Invasive tissue biopsies for cancer diagnosis could be replaced with ‘virtual biopsies’ in the future thanks to an advanced new computing technique.
The new technique, developed by cancer researchers at the University of Cambridge, uses routine medical scans to allow doctors to take fewer, more accurate tumour biopsies. The development is an advancement towards precision tissue sampling for cancer patients to help select the best treatment.
The research has been published in European Radiology and the method will now be applied in a clinical study.
Visual support
The researchers say that by using computed tomography (CT) together with ultrasound images creates a supportive visual guide for doctors that helps them to ensure the full complexity of a tumour is sampled using fewer targeted biopsies.

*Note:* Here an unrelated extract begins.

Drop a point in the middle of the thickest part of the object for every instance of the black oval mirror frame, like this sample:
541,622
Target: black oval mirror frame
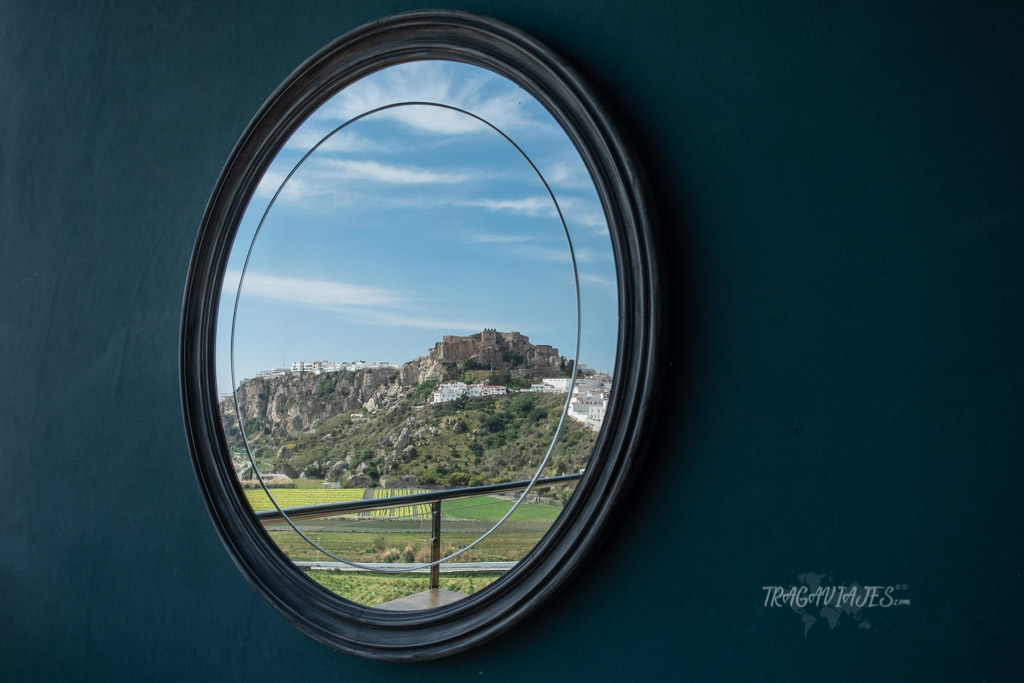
589,516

This is vital as genetically different tumour cells respond differently to different treatments, and so will help to inform which treatment would be best for the patient. This is particularly important for cancers such as ovarian cancer, as high grade serous ovarian (HGSO) cancer is particularly difficult to detect and is usually at its late-stage by the time it is diagnosed – meaning survival rates have not changed much over the past 20 years.
Tumour heterogeneity
HGSO tumours also tend to have a high level of tumour heterogeneity and patients with more genetically different patches of cancer cells tend to have a poorer response to treatment.
Professor Evis Sala from the Department of Radiology, co-lead CRUK Cambridge Centre Advanced Cancer Imaging Programme, leads a multi-disciplinary team of radiologists, physicists, oncologists, and computational scientists using innovative computing techniques to reveal tumour heterogeneity from standard medical images. For this study, led by Professor Sala, a small group of patients with advanced ovarian cancer were involved who were due to have ultrasound-guided biopsies prior to starting chemotherapy.
The patients initially had a standard-of-care CT scan which the researchers then extracted additional information from using a process called radiomics – high-powered computing methods which identify and map distinct areas and features of the tumour. The tumour map was then superimposed on the ultrasound image of the tumour and the combined image used to guide the biopsy procedure, which the researchers say captured the diversity of cancer cells.
Co-first author Dr Lucian Beer, from the Department of Radiology and CRUK Cambridge Centre Ovarian Cancer Programme, said: “Our study is a step forward to non-invasively unravel tumour heterogeneity by using standard-of-care CT-based radiomic tumour habitats for ultrasound-guided targeted biopsies.”
Professor Sala added: “This study provides an important milestone towards precision tissue sampling. We are truly pushing the boundaries in translating cutting edge research to routine clinical care.”